That’s why understanding how to curate and clean geospatial data is such an essential element of any analytical strategy. It’s also, sometimes, an overlooked one. Understanding the challenges associated with data curation and cleaning—as well as how to overcome them—is something every analyst needs to know and is the foundation upon which actionable analytical results are based.
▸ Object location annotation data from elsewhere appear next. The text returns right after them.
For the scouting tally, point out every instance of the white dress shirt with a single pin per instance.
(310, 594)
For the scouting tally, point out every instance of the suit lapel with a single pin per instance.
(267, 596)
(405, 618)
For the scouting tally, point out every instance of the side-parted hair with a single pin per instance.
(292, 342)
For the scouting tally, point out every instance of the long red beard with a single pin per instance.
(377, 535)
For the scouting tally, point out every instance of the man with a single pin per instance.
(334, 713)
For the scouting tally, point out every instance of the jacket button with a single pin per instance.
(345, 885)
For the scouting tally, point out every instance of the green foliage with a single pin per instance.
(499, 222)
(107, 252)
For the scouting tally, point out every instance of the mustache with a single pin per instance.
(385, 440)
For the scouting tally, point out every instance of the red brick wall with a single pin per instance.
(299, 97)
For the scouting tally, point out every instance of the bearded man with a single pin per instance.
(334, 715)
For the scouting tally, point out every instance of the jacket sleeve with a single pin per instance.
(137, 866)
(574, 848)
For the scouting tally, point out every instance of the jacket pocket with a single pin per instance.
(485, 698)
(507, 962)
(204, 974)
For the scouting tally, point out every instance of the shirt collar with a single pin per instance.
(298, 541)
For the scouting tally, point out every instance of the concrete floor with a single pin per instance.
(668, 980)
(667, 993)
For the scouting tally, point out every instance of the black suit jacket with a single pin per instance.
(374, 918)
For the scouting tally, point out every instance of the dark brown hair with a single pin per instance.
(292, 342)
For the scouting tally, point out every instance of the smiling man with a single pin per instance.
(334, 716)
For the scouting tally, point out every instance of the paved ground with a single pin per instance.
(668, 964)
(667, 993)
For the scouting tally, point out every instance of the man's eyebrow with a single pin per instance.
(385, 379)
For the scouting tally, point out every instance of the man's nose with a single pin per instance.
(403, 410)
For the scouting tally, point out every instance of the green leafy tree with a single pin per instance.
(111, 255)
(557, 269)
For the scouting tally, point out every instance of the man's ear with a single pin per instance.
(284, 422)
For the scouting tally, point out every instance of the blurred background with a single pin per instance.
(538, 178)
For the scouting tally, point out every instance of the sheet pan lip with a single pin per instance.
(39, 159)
So, let’s look at five common challenges associated with geospatial data, as well as their solutions:
 

Not Knowing What “Right” Looks Like

Yes, there is such a thing as “right” and “wrong” data, and yes, sometimes analysts begin a project not knowing the difference. This is where standards and documentation come in. A data schema that governs how data should be presented and, therefore, interpreted is so important. Make sure you have one or that one is developed at the start of every project.
 

Inability to Edit Data

In some cases, often for security purposes, analysts will not have the proper administrative rights or required training to obtain them. In this case, and only after there’s consensus around what “right” data looks like, analysts should request that their admins provide them with the appropriate roles and permissions edit and manipulate the data.
 

Missing Source Data or Bad Metadata

Sometimes data sources are missing, or the metadata associated with it is bad or incomplete. In these instances, analysts should investigate sources and perform research to remedy this problem. Only when you have a complete picture of where data came from can you reliably incorporate it into your analysis.
 

Lack of Tools to Contain the Data

To put it plainly, not all databases are created equal. Storing data in a way that’s secure, accessible, and easily updated is important. If you find yourself with inadequate database tools or management systems, make sure management provides the resources or workarounds.
 

Cleaning Tools That Vary in Quality

Just like databases, not all data cleaning tools are created equally either, unfortunately. Data cleaning is a cyclical process. Analysts import, merge, rebuild, standardize, normalize, deduplicate, verify, enrich, and export it…and then start again with new data imports as it becomes available. At every stage, there are tools that exist to help. Within ArcGIS, for example, there are native tools that can automate cleaning. Make sure you’re using quality tools that have an earned reputation for trust and dependability. Likewise, ensure you’re tracking the procedures for cleaning, as these are often used in metadata and to investigate errors.

Data curation and cleaning – clearly – are not without challenges. But starting any analytical endeavor with an awareness of these challenges and the knowledge of how to overcome them should give any analyst the confidence and assurance they need to set themselves up for success.